Space Crusade is a 1992 video game based on the Space Crusade board game. It is the first video game set in the Warhammer 40,000 universe. Gremlin Graphics Software Ltd. released the video game version of Space Crusade in early 1992. It was available on Amiga, Atari ST, MS-DOS, Amstrad CPC, Commodore 64, and ZX Spectrum. It later received an expansion pack, The Voyage Beyond.

==Gameplay==
Space Crusade is considered a faithful conversion of the original boardgame, with a digital board that could be viewed from both a 2D and isometric view.

==Reception==

Space Crusade was praised for being a faithful conversion of the boardgame. The ZX Spectrum version was voted number 24 in the Your Sinclair Readers' Top 100 Games of All Time.

CU Amiga called Space Crusade "a classic strategy game". Amiga Computing called Space Crusade "one hell of a game". The reviewer from Amiga Action said that he had "no reservations in recommending this game to everyone, especially commanders with prior experience in the Adeptus Astartes". The reviewer form The One for Amiga Games wrote that the game's pros "more than outweigh the cons and make Space Crusade a very worthwhile product, especially with the prospect of plenty of data disks to liven things up". The reviewer form The One for Amiga Games stated that "Space Crusade retains much of the original feel of the board game, but the computer format adds some great touches you'd be hard pressed to imitate physically, short of tipping lighter fluid over the board characters and lighting them as they get blown away". Amiga Format called Space Crusade "fun, not fast-paced joystick-bashing fun, but you're your thoughtful, war-gamey, tactical move-type, with some mindless blasting thrown in". The reviewer from Amiga Mania wrote that Space Crusade has "a lot of nice effects, touches and tweaks which a great game needs to lift itself above its competitors".

Awards
| Publication | Award |
|---|---|
| Crash | Crash Smash |
| Sinclair User | SU Classic |
| Your Sinclair | Megagame |
| Amstrad Action | Mastergame |

==Expansion==
Space Crusade: The Voyage Beyond is an expansion pack to Space Crusade. It was released in 1992 for the Amiga and Atari ST. It adds 10 new levels. A compilation that included the main game and expansion was released around the same time.

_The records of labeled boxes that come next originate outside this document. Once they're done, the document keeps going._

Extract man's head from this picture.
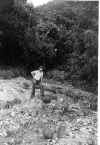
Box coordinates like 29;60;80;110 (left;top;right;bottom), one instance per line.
39;66;43;71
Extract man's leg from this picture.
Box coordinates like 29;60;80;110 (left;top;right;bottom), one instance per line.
31;81;35;99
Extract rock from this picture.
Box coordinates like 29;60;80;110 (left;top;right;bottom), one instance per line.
42;127;54;139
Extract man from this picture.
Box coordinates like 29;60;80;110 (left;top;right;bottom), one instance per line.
31;66;44;99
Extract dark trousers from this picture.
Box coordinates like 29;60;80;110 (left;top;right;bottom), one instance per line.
31;81;44;99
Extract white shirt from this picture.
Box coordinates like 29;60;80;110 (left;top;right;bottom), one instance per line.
31;70;43;81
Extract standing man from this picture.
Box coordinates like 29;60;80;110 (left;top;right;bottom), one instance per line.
31;66;44;99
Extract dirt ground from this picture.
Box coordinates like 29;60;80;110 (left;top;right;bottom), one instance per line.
0;77;97;145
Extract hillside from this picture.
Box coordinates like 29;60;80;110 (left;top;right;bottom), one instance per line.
36;0;98;93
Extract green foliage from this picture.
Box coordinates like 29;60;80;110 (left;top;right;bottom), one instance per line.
36;1;98;92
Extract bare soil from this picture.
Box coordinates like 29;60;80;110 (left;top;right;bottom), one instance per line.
0;77;97;145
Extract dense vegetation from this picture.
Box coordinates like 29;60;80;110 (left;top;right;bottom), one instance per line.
0;0;98;93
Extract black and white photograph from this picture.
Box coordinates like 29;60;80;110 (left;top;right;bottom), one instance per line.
0;0;99;145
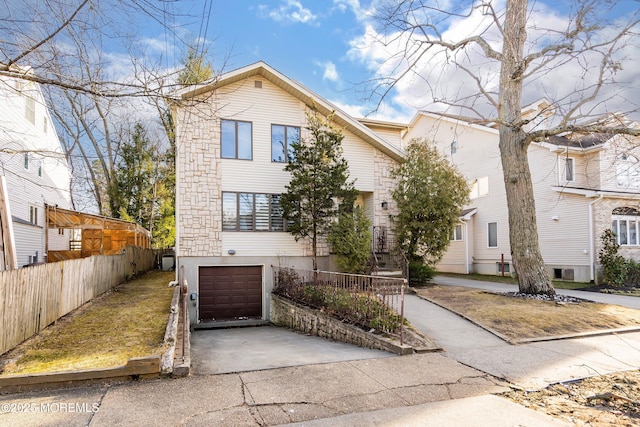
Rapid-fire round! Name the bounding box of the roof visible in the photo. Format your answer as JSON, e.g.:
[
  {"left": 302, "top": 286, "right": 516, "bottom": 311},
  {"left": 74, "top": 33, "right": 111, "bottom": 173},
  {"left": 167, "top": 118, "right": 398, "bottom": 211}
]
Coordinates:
[
  {"left": 545, "top": 133, "right": 613, "bottom": 148},
  {"left": 174, "top": 61, "right": 405, "bottom": 161},
  {"left": 408, "top": 110, "right": 498, "bottom": 135}
]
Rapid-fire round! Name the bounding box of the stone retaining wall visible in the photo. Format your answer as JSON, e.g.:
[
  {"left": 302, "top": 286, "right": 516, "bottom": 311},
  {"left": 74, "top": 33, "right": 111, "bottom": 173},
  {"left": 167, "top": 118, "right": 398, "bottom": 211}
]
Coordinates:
[{"left": 271, "top": 294, "right": 413, "bottom": 354}]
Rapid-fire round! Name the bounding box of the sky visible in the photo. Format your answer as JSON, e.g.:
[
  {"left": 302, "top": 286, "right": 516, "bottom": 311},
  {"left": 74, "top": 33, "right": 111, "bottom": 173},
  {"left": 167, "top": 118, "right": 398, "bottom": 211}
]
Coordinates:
[{"left": 142, "top": 0, "right": 640, "bottom": 122}]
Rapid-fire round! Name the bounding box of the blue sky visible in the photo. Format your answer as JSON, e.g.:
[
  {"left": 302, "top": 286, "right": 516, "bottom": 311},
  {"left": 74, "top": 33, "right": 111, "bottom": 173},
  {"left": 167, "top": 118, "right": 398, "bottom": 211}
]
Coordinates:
[{"left": 141, "top": 0, "right": 640, "bottom": 121}]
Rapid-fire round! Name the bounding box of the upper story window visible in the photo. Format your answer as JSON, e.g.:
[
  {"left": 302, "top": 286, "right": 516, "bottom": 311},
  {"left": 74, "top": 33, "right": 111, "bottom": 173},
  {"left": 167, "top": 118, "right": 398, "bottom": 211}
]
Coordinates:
[
  {"left": 451, "top": 224, "right": 462, "bottom": 240},
  {"left": 24, "top": 96, "right": 36, "bottom": 125},
  {"left": 220, "top": 120, "right": 253, "bottom": 160},
  {"left": 271, "top": 125, "right": 300, "bottom": 162},
  {"left": 616, "top": 153, "right": 640, "bottom": 188},
  {"left": 29, "top": 205, "right": 38, "bottom": 225},
  {"left": 487, "top": 222, "right": 498, "bottom": 248},
  {"left": 469, "top": 176, "right": 489, "bottom": 199},
  {"left": 222, "top": 192, "right": 285, "bottom": 231},
  {"left": 559, "top": 157, "right": 576, "bottom": 183},
  {"left": 611, "top": 207, "right": 640, "bottom": 246}
]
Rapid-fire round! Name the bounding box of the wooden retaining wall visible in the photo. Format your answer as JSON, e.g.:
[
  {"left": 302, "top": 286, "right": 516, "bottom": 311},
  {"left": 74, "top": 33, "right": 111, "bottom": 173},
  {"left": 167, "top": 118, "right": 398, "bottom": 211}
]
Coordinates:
[{"left": 0, "top": 246, "right": 155, "bottom": 354}]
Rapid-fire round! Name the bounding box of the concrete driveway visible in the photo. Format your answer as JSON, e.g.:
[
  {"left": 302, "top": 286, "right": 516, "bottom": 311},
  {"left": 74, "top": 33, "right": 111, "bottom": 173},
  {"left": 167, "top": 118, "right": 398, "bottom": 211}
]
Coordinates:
[{"left": 191, "top": 326, "right": 396, "bottom": 375}]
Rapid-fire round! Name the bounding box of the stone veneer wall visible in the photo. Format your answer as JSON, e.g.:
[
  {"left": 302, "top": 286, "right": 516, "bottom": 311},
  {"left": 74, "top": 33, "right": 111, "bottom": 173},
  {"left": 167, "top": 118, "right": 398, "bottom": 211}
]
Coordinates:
[
  {"left": 271, "top": 294, "right": 413, "bottom": 354},
  {"left": 176, "top": 102, "right": 222, "bottom": 256},
  {"left": 373, "top": 149, "right": 398, "bottom": 231}
]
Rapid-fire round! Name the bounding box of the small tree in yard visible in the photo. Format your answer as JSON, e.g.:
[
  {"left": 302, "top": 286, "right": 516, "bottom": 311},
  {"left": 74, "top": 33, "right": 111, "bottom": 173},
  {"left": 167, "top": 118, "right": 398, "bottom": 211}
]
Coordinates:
[
  {"left": 392, "top": 140, "right": 469, "bottom": 266},
  {"left": 598, "top": 229, "right": 628, "bottom": 286},
  {"left": 329, "top": 207, "right": 372, "bottom": 274},
  {"left": 280, "top": 113, "right": 356, "bottom": 270}
]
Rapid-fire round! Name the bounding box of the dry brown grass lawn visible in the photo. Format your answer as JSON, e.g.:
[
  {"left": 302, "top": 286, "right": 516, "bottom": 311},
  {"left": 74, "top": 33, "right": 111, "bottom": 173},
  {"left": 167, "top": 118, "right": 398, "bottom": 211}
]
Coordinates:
[
  {"left": 417, "top": 285, "right": 640, "bottom": 342},
  {"left": 0, "top": 271, "right": 175, "bottom": 375}
]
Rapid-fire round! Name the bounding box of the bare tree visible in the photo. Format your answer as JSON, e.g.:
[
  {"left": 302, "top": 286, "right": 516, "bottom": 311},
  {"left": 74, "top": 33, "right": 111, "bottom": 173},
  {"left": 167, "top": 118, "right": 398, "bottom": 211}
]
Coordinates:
[
  {"left": 370, "top": 0, "right": 640, "bottom": 294},
  {"left": 0, "top": 0, "right": 208, "bottom": 215}
]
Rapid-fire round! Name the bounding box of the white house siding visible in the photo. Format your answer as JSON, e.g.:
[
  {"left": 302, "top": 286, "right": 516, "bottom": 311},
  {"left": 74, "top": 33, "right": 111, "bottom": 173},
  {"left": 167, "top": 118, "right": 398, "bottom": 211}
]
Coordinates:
[
  {"left": 13, "top": 221, "right": 45, "bottom": 267},
  {"left": 175, "top": 64, "right": 402, "bottom": 322},
  {"left": 405, "top": 114, "right": 511, "bottom": 274},
  {"left": 365, "top": 123, "right": 402, "bottom": 148},
  {"left": 0, "top": 73, "right": 71, "bottom": 266}
]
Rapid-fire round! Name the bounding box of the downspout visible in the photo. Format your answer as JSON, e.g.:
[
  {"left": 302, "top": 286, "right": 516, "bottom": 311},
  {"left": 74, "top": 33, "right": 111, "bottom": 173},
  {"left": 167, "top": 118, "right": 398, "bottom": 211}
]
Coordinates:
[
  {"left": 589, "top": 194, "right": 604, "bottom": 283},
  {"left": 463, "top": 221, "right": 469, "bottom": 274}
]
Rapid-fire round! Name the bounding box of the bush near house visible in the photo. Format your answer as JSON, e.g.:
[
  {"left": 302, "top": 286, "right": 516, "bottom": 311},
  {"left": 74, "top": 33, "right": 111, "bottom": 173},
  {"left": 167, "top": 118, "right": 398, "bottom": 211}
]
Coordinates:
[
  {"left": 273, "top": 269, "right": 407, "bottom": 333},
  {"left": 598, "top": 229, "right": 640, "bottom": 287}
]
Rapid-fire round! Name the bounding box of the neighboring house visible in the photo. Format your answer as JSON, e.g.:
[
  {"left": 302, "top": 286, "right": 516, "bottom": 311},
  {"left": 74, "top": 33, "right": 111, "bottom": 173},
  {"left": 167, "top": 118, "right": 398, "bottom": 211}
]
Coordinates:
[
  {"left": 404, "top": 103, "right": 640, "bottom": 282},
  {"left": 0, "top": 70, "right": 71, "bottom": 267},
  {"left": 173, "top": 62, "right": 406, "bottom": 323}
]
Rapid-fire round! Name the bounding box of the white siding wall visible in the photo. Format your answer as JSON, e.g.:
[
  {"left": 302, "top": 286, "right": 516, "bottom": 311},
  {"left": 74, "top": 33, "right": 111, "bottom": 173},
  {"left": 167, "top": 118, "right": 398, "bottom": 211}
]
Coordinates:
[
  {"left": 13, "top": 222, "right": 44, "bottom": 267},
  {"left": 0, "top": 74, "right": 71, "bottom": 265},
  {"left": 177, "top": 76, "right": 398, "bottom": 257},
  {"left": 405, "top": 115, "right": 511, "bottom": 274}
]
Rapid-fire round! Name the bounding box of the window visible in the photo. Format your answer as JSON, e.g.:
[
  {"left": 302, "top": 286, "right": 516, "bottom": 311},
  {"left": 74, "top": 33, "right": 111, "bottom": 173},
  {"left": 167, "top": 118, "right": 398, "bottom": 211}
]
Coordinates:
[
  {"left": 487, "top": 222, "right": 498, "bottom": 248},
  {"left": 29, "top": 206, "right": 38, "bottom": 225},
  {"left": 451, "top": 224, "right": 462, "bottom": 240},
  {"left": 271, "top": 125, "right": 300, "bottom": 162},
  {"left": 611, "top": 207, "right": 640, "bottom": 246},
  {"left": 616, "top": 153, "right": 640, "bottom": 188},
  {"left": 560, "top": 157, "right": 575, "bottom": 182},
  {"left": 469, "top": 176, "right": 489, "bottom": 199},
  {"left": 221, "top": 120, "right": 253, "bottom": 160},
  {"left": 222, "top": 192, "right": 285, "bottom": 231},
  {"left": 24, "top": 96, "right": 36, "bottom": 125}
]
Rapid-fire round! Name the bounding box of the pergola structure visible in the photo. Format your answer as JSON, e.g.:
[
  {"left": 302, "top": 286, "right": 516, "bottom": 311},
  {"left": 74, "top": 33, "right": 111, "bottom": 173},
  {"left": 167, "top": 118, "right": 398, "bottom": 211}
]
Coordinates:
[{"left": 45, "top": 205, "right": 151, "bottom": 262}]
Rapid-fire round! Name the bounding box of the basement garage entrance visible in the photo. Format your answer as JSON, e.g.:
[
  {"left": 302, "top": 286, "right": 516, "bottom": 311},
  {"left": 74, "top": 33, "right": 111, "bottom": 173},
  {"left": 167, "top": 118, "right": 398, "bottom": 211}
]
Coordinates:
[{"left": 198, "top": 266, "right": 262, "bottom": 322}]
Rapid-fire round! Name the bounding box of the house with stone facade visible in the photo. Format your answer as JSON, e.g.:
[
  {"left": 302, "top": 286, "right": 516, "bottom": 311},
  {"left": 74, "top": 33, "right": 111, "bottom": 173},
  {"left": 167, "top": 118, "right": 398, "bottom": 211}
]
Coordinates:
[
  {"left": 173, "top": 62, "right": 406, "bottom": 324},
  {"left": 403, "top": 106, "right": 640, "bottom": 282}
]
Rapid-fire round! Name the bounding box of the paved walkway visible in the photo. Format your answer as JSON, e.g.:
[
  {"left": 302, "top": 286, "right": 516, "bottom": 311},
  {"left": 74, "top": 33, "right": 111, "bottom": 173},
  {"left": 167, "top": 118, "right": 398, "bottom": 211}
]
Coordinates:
[{"left": 0, "top": 277, "right": 640, "bottom": 426}]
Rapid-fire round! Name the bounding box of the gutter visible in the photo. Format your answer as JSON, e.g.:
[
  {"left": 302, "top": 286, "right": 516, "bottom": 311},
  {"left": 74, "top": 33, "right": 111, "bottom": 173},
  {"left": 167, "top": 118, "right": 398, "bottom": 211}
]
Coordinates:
[{"left": 589, "top": 193, "right": 604, "bottom": 283}]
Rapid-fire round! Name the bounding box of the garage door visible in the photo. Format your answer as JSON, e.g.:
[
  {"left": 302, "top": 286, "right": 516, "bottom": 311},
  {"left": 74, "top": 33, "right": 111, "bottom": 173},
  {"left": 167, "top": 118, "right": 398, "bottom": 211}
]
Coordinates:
[{"left": 198, "top": 266, "right": 262, "bottom": 322}]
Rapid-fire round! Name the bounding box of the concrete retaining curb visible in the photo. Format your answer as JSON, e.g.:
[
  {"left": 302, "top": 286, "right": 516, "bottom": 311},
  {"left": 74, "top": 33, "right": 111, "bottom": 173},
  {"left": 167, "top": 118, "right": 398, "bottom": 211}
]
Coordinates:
[{"left": 271, "top": 294, "right": 438, "bottom": 355}]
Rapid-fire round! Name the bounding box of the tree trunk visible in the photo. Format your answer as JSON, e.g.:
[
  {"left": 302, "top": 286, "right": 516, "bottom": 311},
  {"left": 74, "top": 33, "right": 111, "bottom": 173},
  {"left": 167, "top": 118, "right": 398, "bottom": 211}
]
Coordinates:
[{"left": 499, "top": 0, "right": 555, "bottom": 295}]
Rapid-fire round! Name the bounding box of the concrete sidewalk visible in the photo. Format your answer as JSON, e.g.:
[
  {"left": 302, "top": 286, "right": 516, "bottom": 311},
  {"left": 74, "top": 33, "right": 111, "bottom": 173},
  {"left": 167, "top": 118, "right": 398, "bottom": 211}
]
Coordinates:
[{"left": 0, "top": 277, "right": 640, "bottom": 426}]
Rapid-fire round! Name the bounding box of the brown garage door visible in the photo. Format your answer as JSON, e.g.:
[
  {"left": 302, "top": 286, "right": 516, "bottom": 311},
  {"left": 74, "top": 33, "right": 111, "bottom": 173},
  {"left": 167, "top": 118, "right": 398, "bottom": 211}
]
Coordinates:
[{"left": 199, "top": 266, "right": 262, "bottom": 322}]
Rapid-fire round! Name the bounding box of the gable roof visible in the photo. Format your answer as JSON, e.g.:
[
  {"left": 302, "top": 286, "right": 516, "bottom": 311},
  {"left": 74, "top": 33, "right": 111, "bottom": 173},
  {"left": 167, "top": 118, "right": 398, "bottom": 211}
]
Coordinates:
[
  {"left": 408, "top": 110, "right": 498, "bottom": 135},
  {"left": 176, "top": 61, "right": 405, "bottom": 161}
]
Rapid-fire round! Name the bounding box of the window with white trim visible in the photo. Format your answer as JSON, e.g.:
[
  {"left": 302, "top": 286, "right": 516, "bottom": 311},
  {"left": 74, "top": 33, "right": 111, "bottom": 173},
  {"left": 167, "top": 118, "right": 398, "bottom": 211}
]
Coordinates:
[
  {"left": 222, "top": 191, "right": 286, "bottom": 231},
  {"left": 611, "top": 207, "right": 640, "bottom": 246},
  {"left": 469, "top": 176, "right": 489, "bottom": 200},
  {"left": 487, "top": 222, "right": 498, "bottom": 248},
  {"left": 616, "top": 153, "right": 640, "bottom": 188},
  {"left": 451, "top": 224, "right": 462, "bottom": 240},
  {"left": 29, "top": 205, "right": 38, "bottom": 225},
  {"left": 220, "top": 120, "right": 253, "bottom": 160},
  {"left": 271, "top": 125, "right": 300, "bottom": 162}
]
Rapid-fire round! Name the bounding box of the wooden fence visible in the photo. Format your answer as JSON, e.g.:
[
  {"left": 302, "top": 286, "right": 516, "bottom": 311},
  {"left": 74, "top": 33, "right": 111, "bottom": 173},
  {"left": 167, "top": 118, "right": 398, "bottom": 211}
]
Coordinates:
[{"left": 0, "top": 246, "right": 155, "bottom": 354}]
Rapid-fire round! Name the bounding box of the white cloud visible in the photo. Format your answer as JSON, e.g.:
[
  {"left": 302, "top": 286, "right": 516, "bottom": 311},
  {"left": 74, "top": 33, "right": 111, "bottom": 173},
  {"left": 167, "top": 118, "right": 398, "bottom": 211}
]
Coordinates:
[
  {"left": 344, "top": 0, "right": 640, "bottom": 122},
  {"left": 258, "top": 0, "right": 318, "bottom": 25},
  {"left": 317, "top": 61, "right": 340, "bottom": 82}
]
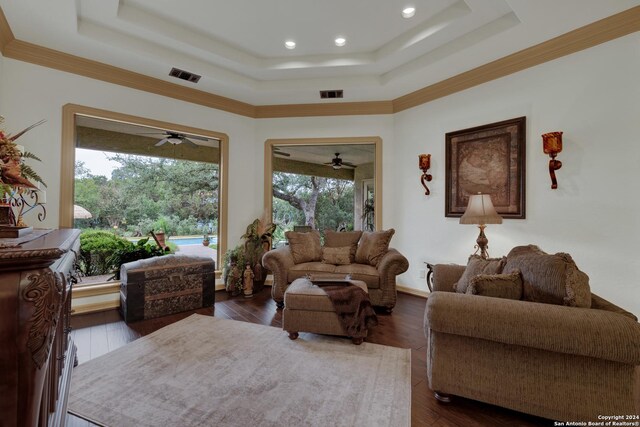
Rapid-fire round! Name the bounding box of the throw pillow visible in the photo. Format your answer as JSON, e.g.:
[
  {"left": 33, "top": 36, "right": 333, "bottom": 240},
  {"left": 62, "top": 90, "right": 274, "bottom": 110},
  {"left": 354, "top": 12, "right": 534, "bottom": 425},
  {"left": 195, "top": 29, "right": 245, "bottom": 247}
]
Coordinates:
[
  {"left": 356, "top": 228, "right": 396, "bottom": 267},
  {"left": 504, "top": 245, "right": 591, "bottom": 308},
  {"left": 324, "top": 230, "right": 362, "bottom": 263},
  {"left": 467, "top": 270, "right": 522, "bottom": 299},
  {"left": 284, "top": 230, "right": 322, "bottom": 264},
  {"left": 322, "top": 246, "right": 351, "bottom": 265},
  {"left": 453, "top": 255, "right": 506, "bottom": 294}
]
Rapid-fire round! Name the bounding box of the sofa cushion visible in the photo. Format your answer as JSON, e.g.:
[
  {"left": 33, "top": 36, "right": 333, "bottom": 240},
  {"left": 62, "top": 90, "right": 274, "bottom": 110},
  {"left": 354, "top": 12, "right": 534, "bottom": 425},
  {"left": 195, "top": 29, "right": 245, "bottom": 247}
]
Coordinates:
[
  {"left": 356, "top": 228, "right": 396, "bottom": 267},
  {"left": 335, "top": 264, "right": 380, "bottom": 289},
  {"left": 284, "top": 279, "right": 367, "bottom": 313},
  {"left": 591, "top": 294, "right": 638, "bottom": 322},
  {"left": 466, "top": 270, "right": 522, "bottom": 300},
  {"left": 453, "top": 255, "right": 506, "bottom": 294},
  {"left": 324, "top": 230, "right": 362, "bottom": 262},
  {"left": 504, "top": 245, "right": 591, "bottom": 308},
  {"left": 322, "top": 246, "right": 351, "bottom": 265},
  {"left": 287, "top": 262, "right": 344, "bottom": 283},
  {"left": 284, "top": 230, "right": 322, "bottom": 264}
]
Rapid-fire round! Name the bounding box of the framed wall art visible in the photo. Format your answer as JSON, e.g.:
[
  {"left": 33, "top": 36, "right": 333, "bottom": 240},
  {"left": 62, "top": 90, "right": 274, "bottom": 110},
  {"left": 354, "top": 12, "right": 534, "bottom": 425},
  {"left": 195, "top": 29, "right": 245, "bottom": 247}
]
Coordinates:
[{"left": 445, "top": 117, "right": 526, "bottom": 219}]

The reviewer from CU Amiga gave a positive response to the game. The reviewer from Amiga Power called the game "definitely quality stuff and well up to the original's standards". The reviewer from The One Amiga called it "a simplistic but fun RPG that is never less than engrossing". The reviewer from Amiga Format stated that "The Voyage Beyond expands upon a good strategy game".